- The Brexit saga continues to unfold with one intrigue after another.
- After this week’s developments, markets are pricing in either a soft-Brexit with some delay or perhaps even no Brexit.
- PM May’s narrative has shifted; the argument now is that saying no to her deal with EU would amount to no Brexit at all.
- The possibility for a long delay and the rejection of a second referendum could see a push for new elections and fresh volatility.
- In the unlikely event of a no-deal Brexit, the market impact would be extremely negative.
Contemplating all the above aspects and foreseeing upcoming risks events, the shoot-up in the exchange rate volatilities priced in on the FX options market for the coming two weeks might, therefore, turn out to be premature (refer 1st chart). Please be noted that implied volatilities are highest for GBPUSD (1st nutshell), OTM volumes index is also the highest (refer 2nd chart) with fresh positive additions to the bearish risk reversals (2nd nutshell) across all the tenors.

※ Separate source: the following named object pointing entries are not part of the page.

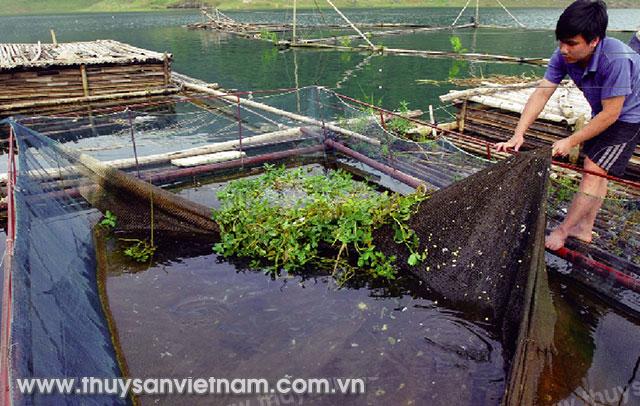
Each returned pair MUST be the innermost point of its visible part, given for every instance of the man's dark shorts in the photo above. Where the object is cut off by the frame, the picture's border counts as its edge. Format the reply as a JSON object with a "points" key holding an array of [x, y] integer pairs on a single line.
{"points": [[613, 149]]}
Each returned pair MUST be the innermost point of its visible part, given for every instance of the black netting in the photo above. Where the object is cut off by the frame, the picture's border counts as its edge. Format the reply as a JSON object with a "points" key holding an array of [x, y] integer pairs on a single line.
{"points": [[484, 232], [58, 327]]}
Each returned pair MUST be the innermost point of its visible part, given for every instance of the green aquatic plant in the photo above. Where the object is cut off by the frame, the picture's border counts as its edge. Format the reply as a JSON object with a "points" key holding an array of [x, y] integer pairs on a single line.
{"points": [[109, 220], [345, 41], [456, 44], [140, 250], [288, 218]]}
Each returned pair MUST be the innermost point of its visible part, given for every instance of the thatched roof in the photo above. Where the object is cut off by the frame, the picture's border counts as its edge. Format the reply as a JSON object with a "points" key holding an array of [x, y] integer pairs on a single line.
{"points": [[566, 105], [38, 55]]}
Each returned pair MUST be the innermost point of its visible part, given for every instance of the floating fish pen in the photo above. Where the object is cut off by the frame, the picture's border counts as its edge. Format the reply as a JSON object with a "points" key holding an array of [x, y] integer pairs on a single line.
{"points": [[132, 198], [491, 113]]}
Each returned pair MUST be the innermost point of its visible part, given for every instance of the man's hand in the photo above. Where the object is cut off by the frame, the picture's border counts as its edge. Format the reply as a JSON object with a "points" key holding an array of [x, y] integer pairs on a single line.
{"points": [[562, 147], [514, 143]]}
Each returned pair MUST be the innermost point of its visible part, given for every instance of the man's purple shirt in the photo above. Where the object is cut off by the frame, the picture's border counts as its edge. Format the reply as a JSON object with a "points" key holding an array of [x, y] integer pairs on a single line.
{"points": [[635, 42], [614, 70]]}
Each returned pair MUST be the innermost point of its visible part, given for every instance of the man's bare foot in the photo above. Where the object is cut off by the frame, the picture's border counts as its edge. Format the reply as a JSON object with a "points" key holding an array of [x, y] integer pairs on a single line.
{"points": [[581, 233], [556, 239]]}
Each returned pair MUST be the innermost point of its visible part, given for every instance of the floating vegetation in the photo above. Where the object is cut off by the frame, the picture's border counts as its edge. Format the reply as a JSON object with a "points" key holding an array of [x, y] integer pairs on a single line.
{"points": [[475, 81], [109, 220], [400, 125], [286, 218], [140, 251]]}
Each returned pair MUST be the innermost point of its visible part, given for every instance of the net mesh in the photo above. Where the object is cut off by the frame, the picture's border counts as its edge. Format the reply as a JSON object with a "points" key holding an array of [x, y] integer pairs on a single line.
{"points": [[483, 230]]}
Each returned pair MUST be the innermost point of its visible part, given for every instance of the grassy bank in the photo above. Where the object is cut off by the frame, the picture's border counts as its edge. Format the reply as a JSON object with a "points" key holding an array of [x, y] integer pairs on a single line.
{"points": [[76, 6]]}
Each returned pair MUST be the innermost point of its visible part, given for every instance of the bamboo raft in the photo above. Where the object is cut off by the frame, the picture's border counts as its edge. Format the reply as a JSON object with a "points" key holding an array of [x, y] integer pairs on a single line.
{"points": [[491, 113]]}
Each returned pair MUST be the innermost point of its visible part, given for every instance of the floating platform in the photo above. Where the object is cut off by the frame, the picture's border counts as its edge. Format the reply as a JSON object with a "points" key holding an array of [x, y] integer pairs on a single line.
{"points": [[492, 112]]}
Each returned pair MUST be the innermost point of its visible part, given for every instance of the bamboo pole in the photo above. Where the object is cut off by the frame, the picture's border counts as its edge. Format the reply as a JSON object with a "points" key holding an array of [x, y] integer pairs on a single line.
{"points": [[477, 21], [461, 12], [74, 100], [511, 15], [260, 106], [424, 53], [85, 81], [289, 134], [389, 32], [351, 24], [295, 7]]}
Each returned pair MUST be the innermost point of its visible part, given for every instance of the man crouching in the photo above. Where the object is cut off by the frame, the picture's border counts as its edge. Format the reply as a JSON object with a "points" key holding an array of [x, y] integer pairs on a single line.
{"points": [[607, 71]]}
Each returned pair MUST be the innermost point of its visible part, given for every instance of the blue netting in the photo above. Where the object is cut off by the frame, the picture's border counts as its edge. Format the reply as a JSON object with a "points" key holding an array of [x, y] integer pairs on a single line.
{"points": [[58, 326]]}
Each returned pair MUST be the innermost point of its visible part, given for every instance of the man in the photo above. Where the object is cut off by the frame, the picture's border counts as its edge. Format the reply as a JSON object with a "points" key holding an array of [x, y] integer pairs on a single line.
{"points": [[635, 42], [608, 73]]}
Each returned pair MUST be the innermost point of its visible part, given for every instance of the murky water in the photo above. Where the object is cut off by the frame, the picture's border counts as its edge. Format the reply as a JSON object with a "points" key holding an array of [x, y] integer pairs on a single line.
{"points": [[193, 315]]}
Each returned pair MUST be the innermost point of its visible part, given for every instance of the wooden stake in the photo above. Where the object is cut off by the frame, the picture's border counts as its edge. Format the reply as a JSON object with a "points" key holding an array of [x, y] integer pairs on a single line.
{"points": [[85, 81], [575, 151], [167, 76]]}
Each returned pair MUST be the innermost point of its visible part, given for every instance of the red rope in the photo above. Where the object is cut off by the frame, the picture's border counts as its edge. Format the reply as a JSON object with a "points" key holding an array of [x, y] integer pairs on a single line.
{"points": [[488, 144], [577, 258], [7, 292]]}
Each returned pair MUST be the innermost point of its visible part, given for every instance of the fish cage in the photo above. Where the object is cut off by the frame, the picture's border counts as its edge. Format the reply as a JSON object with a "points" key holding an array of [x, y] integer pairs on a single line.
{"points": [[413, 262]]}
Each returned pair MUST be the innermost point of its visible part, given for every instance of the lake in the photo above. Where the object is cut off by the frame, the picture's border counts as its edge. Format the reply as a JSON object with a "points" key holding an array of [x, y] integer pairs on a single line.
{"points": [[599, 344]]}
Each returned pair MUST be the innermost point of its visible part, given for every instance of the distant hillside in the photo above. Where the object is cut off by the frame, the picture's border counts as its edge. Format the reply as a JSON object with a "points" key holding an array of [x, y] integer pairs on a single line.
{"points": [[71, 6]]}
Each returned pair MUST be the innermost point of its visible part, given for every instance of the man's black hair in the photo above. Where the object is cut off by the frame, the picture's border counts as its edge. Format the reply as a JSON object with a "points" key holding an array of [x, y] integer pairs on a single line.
{"points": [[586, 17]]}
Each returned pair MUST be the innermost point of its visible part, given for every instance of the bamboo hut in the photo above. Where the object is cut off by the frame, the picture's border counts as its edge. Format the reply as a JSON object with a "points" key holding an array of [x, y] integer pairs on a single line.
{"points": [[491, 112], [35, 74]]}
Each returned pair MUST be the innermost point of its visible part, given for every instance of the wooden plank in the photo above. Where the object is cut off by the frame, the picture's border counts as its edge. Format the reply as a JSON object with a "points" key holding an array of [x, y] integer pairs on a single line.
{"points": [[208, 158]]}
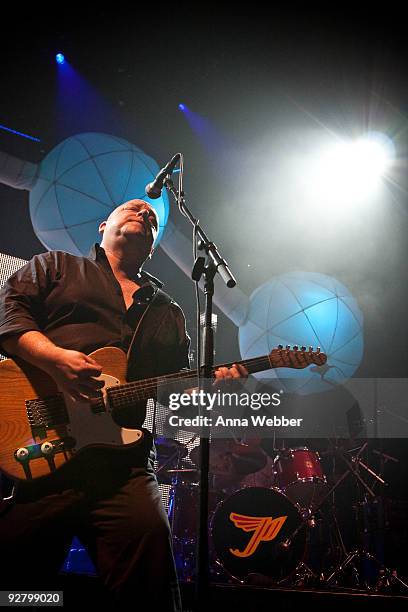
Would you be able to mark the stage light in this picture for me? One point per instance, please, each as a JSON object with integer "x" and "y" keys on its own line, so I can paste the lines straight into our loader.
{"x": 351, "y": 171}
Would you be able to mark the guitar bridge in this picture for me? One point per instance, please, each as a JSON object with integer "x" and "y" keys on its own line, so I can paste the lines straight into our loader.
{"x": 45, "y": 450}
{"x": 46, "y": 413}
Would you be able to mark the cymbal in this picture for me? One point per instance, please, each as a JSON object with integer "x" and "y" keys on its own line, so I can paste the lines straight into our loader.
{"x": 166, "y": 447}
{"x": 231, "y": 458}
{"x": 190, "y": 475}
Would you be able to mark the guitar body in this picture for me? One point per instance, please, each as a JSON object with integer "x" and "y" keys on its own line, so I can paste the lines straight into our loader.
{"x": 44, "y": 432}
{"x": 74, "y": 433}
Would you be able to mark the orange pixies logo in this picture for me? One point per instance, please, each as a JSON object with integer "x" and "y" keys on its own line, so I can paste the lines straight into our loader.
{"x": 265, "y": 529}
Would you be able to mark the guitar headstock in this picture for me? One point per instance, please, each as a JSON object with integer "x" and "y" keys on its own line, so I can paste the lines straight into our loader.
{"x": 295, "y": 357}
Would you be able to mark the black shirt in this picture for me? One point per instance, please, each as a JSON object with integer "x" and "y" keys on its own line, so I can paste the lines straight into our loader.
{"x": 78, "y": 304}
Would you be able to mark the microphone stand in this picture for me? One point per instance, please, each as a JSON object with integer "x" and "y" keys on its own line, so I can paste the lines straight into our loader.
{"x": 206, "y": 267}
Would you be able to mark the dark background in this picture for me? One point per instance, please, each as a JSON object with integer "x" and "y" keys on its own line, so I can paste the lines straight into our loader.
{"x": 263, "y": 81}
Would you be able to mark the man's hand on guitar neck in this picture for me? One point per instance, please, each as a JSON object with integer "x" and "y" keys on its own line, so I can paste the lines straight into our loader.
{"x": 72, "y": 371}
{"x": 236, "y": 371}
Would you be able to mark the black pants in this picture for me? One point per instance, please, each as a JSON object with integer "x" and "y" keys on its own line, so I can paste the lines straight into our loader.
{"x": 118, "y": 516}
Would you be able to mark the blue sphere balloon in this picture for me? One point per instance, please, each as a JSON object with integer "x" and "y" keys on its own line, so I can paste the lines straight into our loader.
{"x": 305, "y": 308}
{"x": 81, "y": 181}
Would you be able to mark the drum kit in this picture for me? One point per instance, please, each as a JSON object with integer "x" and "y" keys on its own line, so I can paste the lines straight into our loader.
{"x": 262, "y": 508}
{"x": 273, "y": 514}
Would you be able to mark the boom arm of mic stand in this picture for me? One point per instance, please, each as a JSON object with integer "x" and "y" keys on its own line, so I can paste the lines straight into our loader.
{"x": 209, "y": 247}
{"x": 215, "y": 263}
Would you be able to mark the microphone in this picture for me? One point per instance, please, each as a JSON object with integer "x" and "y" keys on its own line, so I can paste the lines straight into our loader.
{"x": 154, "y": 189}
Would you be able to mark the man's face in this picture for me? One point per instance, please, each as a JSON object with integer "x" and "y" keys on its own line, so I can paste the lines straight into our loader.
{"x": 136, "y": 220}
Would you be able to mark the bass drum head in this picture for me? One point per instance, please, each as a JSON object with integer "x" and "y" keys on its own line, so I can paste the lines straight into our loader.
{"x": 248, "y": 531}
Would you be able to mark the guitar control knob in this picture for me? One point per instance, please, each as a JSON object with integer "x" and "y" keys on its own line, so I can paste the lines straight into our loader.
{"x": 22, "y": 454}
{"x": 47, "y": 448}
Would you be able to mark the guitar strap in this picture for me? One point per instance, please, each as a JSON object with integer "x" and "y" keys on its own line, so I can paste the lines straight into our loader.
{"x": 158, "y": 292}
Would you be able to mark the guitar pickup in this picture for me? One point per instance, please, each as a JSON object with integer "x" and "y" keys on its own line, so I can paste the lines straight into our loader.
{"x": 43, "y": 450}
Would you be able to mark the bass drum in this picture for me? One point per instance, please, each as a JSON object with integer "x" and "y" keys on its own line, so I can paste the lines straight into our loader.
{"x": 252, "y": 534}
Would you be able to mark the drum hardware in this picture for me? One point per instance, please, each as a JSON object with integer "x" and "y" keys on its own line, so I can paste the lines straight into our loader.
{"x": 351, "y": 558}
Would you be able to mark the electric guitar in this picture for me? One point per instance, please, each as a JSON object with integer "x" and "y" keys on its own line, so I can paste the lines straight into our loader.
{"x": 43, "y": 430}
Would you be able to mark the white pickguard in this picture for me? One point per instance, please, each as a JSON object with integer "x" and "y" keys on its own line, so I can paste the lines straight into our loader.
{"x": 87, "y": 428}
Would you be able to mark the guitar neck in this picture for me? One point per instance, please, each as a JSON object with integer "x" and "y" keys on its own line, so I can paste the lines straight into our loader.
{"x": 142, "y": 390}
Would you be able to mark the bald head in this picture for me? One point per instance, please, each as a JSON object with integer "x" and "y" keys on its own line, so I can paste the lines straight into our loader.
{"x": 131, "y": 228}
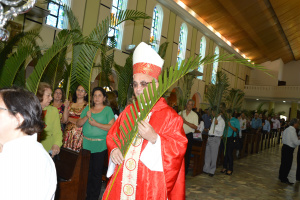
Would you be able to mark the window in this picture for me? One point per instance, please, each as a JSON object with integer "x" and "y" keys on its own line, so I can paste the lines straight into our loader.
{"x": 117, "y": 31}
{"x": 157, "y": 20}
{"x": 215, "y": 66}
{"x": 202, "y": 54}
{"x": 182, "y": 44}
{"x": 57, "y": 17}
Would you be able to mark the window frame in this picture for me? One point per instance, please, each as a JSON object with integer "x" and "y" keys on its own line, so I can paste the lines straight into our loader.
{"x": 182, "y": 41}
{"x": 215, "y": 66}
{"x": 159, "y": 22}
{"x": 120, "y": 27}
{"x": 202, "y": 53}
{"x": 60, "y": 8}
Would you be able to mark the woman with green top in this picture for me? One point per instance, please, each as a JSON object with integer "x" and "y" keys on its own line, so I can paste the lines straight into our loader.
{"x": 96, "y": 123}
{"x": 51, "y": 138}
{"x": 233, "y": 129}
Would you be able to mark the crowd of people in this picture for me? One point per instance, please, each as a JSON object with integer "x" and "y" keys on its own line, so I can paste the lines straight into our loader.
{"x": 153, "y": 168}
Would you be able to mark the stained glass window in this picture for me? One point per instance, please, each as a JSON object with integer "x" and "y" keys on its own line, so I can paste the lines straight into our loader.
{"x": 215, "y": 66}
{"x": 202, "y": 54}
{"x": 182, "y": 44}
{"x": 117, "y": 31}
{"x": 155, "y": 34}
{"x": 57, "y": 17}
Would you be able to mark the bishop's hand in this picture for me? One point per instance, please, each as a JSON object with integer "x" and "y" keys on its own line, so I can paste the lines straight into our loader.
{"x": 147, "y": 132}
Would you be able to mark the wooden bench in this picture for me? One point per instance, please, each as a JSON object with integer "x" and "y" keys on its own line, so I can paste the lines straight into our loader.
{"x": 198, "y": 152}
{"x": 72, "y": 171}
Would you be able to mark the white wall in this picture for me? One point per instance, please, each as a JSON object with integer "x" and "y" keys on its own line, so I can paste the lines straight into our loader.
{"x": 291, "y": 73}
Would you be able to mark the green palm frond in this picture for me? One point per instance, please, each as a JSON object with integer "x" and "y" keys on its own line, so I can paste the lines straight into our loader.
{"x": 55, "y": 70}
{"x": 13, "y": 64}
{"x": 235, "y": 99}
{"x": 128, "y": 132}
{"x": 64, "y": 39}
{"x": 89, "y": 52}
{"x": 259, "y": 107}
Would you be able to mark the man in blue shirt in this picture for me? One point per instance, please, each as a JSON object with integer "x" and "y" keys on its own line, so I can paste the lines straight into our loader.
{"x": 207, "y": 121}
{"x": 256, "y": 123}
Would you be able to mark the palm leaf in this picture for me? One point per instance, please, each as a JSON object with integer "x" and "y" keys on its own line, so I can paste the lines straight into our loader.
{"x": 55, "y": 70}
{"x": 64, "y": 39}
{"x": 89, "y": 52}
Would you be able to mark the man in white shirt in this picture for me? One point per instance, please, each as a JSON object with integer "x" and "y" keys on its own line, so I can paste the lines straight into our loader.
{"x": 290, "y": 142}
{"x": 190, "y": 122}
{"x": 275, "y": 125}
{"x": 212, "y": 145}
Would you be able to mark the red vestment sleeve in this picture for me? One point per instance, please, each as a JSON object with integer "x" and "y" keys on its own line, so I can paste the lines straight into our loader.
{"x": 173, "y": 147}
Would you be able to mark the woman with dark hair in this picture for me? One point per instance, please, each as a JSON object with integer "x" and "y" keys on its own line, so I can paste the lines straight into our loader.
{"x": 73, "y": 134}
{"x": 112, "y": 102}
{"x": 58, "y": 99}
{"x": 51, "y": 138}
{"x": 96, "y": 123}
{"x": 26, "y": 169}
{"x": 233, "y": 130}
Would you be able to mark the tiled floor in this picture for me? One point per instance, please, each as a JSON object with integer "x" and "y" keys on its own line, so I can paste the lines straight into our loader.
{"x": 254, "y": 177}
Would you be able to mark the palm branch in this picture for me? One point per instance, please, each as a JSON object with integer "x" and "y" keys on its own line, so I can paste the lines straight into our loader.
{"x": 128, "y": 132}
{"x": 89, "y": 52}
{"x": 64, "y": 39}
{"x": 55, "y": 70}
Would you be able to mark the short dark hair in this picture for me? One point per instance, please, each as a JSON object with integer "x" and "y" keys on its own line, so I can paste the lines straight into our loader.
{"x": 74, "y": 98}
{"x": 41, "y": 90}
{"x": 63, "y": 97}
{"x": 103, "y": 93}
{"x": 25, "y": 103}
{"x": 293, "y": 121}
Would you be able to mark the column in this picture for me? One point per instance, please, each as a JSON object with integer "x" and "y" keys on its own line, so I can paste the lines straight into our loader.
{"x": 294, "y": 108}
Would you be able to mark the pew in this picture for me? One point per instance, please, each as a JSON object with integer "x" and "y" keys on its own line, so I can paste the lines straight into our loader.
{"x": 72, "y": 172}
{"x": 198, "y": 151}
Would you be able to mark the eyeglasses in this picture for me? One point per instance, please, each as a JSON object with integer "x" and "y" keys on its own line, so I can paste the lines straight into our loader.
{"x": 3, "y": 109}
{"x": 143, "y": 84}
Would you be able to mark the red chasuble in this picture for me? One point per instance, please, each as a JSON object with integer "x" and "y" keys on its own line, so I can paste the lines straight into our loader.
{"x": 169, "y": 184}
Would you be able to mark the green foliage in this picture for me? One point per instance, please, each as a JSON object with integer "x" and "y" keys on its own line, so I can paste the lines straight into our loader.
{"x": 88, "y": 52}
{"x": 64, "y": 39}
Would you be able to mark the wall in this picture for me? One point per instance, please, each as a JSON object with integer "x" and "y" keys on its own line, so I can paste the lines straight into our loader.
{"x": 291, "y": 73}
{"x": 92, "y": 12}
{"x": 250, "y": 104}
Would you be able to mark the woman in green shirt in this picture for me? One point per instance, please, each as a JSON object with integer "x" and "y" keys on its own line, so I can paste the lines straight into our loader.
{"x": 96, "y": 123}
{"x": 51, "y": 138}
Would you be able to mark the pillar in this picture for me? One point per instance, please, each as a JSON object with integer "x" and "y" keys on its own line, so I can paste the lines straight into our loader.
{"x": 271, "y": 106}
{"x": 294, "y": 108}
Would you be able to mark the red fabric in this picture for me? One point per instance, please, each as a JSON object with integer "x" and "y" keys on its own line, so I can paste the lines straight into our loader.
{"x": 150, "y": 184}
{"x": 147, "y": 68}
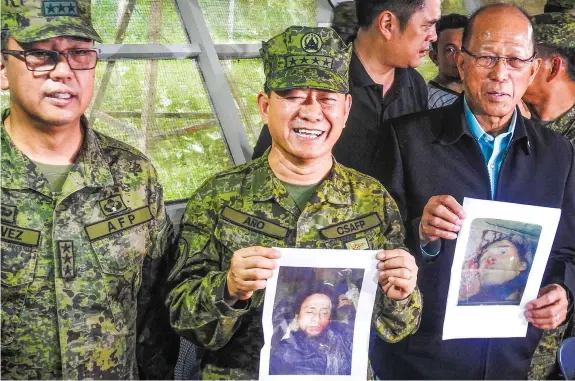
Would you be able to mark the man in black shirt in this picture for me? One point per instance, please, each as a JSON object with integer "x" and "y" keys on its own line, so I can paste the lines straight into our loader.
{"x": 393, "y": 37}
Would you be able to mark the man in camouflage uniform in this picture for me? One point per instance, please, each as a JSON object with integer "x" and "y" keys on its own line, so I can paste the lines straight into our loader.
{"x": 295, "y": 195}
{"x": 551, "y": 96}
{"x": 84, "y": 228}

Otherwise the situation for Sterling has changed a bit as we are still left in the dark phase as to the question whether we will see Brexit and if so when and in what shape. The answers to these questions will determine the fate of the British currency.
That means for GBP investors that the uncertainty continues. Until one of these scenarios has emerged as the main one, it remains unclear in which direction Sterling exchange rates will move longer term. At present, we therefore principally forecast a sideways move in EURGBP. However, that disguises the considerable risks into both directions.
Currency Strength Index: FxWirePro's hourly USD spot index is flashing at -60 (which is bearish), GBP is at 164 (highly bullish) while articulating at (10:18 GMT).